An sich empfinde ich persönlich die Wortstellung *"durchbringen können wird"* als Hyperkorrektur (zur dialektalen Wortstellung) und nicht wirklich korrekt, ich weiss aber, dass man ihr in Österreich häufig begegnet; in österreichischen Dialekten dominiert (meinem Empfinden nach) *"durchbringen wird können",* und diese Version empfinde ich auch als standardsprachlich korrekt (jedenfalls für *österreichischen *Standard).
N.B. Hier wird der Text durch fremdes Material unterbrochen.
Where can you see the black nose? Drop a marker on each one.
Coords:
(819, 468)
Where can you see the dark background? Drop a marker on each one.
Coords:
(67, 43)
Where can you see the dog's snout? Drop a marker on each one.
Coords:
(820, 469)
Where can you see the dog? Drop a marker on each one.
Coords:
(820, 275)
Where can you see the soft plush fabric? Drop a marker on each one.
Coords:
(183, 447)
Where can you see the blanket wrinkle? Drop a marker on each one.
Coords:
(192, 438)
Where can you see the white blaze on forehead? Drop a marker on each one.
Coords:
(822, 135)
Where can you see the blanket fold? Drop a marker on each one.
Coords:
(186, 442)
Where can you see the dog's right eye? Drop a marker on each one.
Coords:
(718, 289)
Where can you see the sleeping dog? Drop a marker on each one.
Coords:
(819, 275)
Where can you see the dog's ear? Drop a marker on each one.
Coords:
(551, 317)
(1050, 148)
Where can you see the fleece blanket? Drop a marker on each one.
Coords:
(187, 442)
Wie auch immer, die oben als 1) bezeichnete Wortstellung, der also *"wird durchbringen können"* entsprechen würde, in diesem Beispiel, wird meiner Meinung nach in Österreich eher selten verwendet, bzw. würde ich jedenfalls nicht sagen, dass das die häufigste Variante ist, geschweige denn die einzige 'korrekte'.


----------



## Robocop

sokol said:


> Zur Wortstellung nun noch ein Nachtrag zu den* Wortstellungen 2) und 3),* die offenbar (von jenen, die gepostet haben) niemand als 'korrekt' zu akzeptieren bereit ist:
> - im "Standard" von heute (eine der beiden österreichischen Qualitätszeitungen, neben der "Presse") steht:
> "'Die Statuten der FIFA sind ziemlich klar. Auf den ersten Blick würde ich meinen, dass die Premier League dies schwer* durchbringen können wird', *meint freilich ein FIFA-Funktionär.*) Malcolm Clarke (...)"
> 
> Wie auch immer, die oben als 1) bezeichnete Wortstellung, der also *"wird durchbringen können"* entsprechen würde, in diesem Beispiel, wird meiner Meinung nach in Österreich eher selten verwendet, bzw. würde ich jedenfalls nicht sagen, dass das die häufigste Variante ist, geschweige denn die einzige 'korrekte'.


Welche Varianten *standardsprachlich *tatsächlich korrekt sind, weiss ich auch nicht. Aber nach meinem Sprachempfinden bilden die Wörter "durchbringen" und "können" eine sprachliche Einheit innerhalb des Verbalausdrucks. Darum finde ich, dass man sie *nicht trennen* sollte durch Einschieben eines anderen Wortes. Und somit  bevorzuge ich persönlich die Varianten (1) und (3).
(1) dass die Premier League dies schwer *wird* durchbringen können
(2) dass die Premier League dies schwer durchbringen *wird *können
(3) dass die Premier League dies schwer durchbringen können *wird*


----------



## sokol

Robocop said:


> (...) dass man sie *nicht trennen* sollte (...)


In österreichischen Dialekten (vielleicht nicht in allen, aber jedenfalls in vielen) passiert das dauernd - wie geschrieben, Variante 2).


----------



## mgsth

@sokol
Ja, das ist mir auch schon weiter oben aufgefallen, dass in Österreich anscheinend diese "Mittelstellung" des gebeugten Verbs benutzt wird. Mir in Norddeutschland ist sie absolut ungeläufig, wie Robocop auch.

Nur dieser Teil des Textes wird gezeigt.